Do-It-Yourself Divorce

A DIY divorce may be appropriate in situations in which the marriage has been short-lived, there are no children, and the spouses have little to no assets or debt to split between them. In such circumstances, if the parties can work together amicably, a DIY divorce can save on expenses.


In this alternative process, the spouses work with a mediator who remains neutral and facilitates the spouses in reaching a divorce agreement that satisfies the needs of both of them.

The mediator is often an attorney or retired judge, but may include a mental health professional where custody and parenting time issues are to be resolved. Ideally, each spouse would consult with his or her own attorney throughout this process, and may choose for their attorneys to be present during the mediation. Mediation may work well for couples who wish to remain on good terms, keep proceedings discreet, and save on attorney fees.  The distinct advantage of mediation is that spouses work together to reach their own resolutions rather than having a court decide their outcome. Potential drawbacks to mediation include the inability to compel financial disclosure by one or both spouses, and there are often no lawyers to advise spouses on the law during the mediation process.

This method is also not a viable option for a couple in which one person is withholding information on assets, debts, and liabilities.

Collaborative Divorce

In a collaborative divorce, each spouse will retain an attorney with training in collaborative divorce. The role of the lawyers in a collaborative divorce is significantly different than in a conventional litigated divorce. For instance, during the collaborative divorce process, the attorneys will assist and advise their respective clients in negotiation for a settlement agreement. The collaborative method may also include the use of a neutral professional such as a financial planner or accountant, to advise on the financial implications of scenarios involving alimony or division of assets and debts. The collaborative divorce team may also include a divorce coach, a trained mental health professional to facilitate efficient movement of the case and to assist when emotional barriers arise. The chief benefits of the collaborative divorce process is that in addition to being much more cost-effective than litigation, the spouses control the outcome rather than the court. In addition, the divorce coach can be extremely effective in guiding the spouses to manage their emotions and communicate effectively.

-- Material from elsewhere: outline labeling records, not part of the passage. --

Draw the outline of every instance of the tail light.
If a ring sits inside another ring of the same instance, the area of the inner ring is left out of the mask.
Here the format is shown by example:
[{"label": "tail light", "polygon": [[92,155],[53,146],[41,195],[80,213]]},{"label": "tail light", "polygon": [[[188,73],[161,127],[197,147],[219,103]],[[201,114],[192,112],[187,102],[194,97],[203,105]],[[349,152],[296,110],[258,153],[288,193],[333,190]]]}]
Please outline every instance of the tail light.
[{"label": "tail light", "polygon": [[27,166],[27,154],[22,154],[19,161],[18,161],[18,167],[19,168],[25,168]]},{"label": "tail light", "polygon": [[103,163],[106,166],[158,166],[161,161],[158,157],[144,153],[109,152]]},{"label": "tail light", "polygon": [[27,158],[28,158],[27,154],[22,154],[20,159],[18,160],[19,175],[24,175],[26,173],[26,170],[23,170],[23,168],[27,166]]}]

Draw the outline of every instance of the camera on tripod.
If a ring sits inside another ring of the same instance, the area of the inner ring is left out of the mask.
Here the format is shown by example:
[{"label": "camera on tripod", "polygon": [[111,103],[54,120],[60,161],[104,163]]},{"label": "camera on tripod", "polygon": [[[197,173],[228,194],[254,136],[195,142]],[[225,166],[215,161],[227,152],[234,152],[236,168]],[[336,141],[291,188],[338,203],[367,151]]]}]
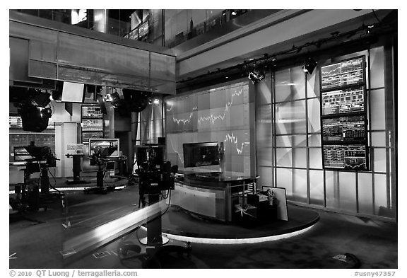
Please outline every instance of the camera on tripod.
[{"label": "camera on tripod", "polygon": [[144,195],[158,195],[162,191],[175,189],[174,174],[177,167],[171,167],[170,161],[164,161],[163,148],[160,146],[143,146],[136,149],[137,167],[139,178],[140,199],[145,206]]}]

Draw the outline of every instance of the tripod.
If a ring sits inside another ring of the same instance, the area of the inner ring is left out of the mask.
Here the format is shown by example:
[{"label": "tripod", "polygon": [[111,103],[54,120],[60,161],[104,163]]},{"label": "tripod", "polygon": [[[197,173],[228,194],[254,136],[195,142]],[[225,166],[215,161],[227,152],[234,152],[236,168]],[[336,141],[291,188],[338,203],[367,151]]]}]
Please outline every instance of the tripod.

The primary drawback associated with collaborative divorce is that in order for the process to be considered a “true” collaborative divorce, each spouse and their attorneys signs an agreement that requires each attorney to withdraw from representation in the event litigation arises. Spouses may choose, however to “opt out” of this requirement and proceed to a negotiated agreement while still retaining the benefits of this process.

The collaborative divorce process works well where either both spouses have knowledge of or are agreeable to being completely forthcoming with their assets, liabilities, and incomes. The collaborative process can be a highly efficient method to working out an equitable marital settlement agreement, and it can offer far less stressful and emotional ways to achieve mutually satisfactory outcomes.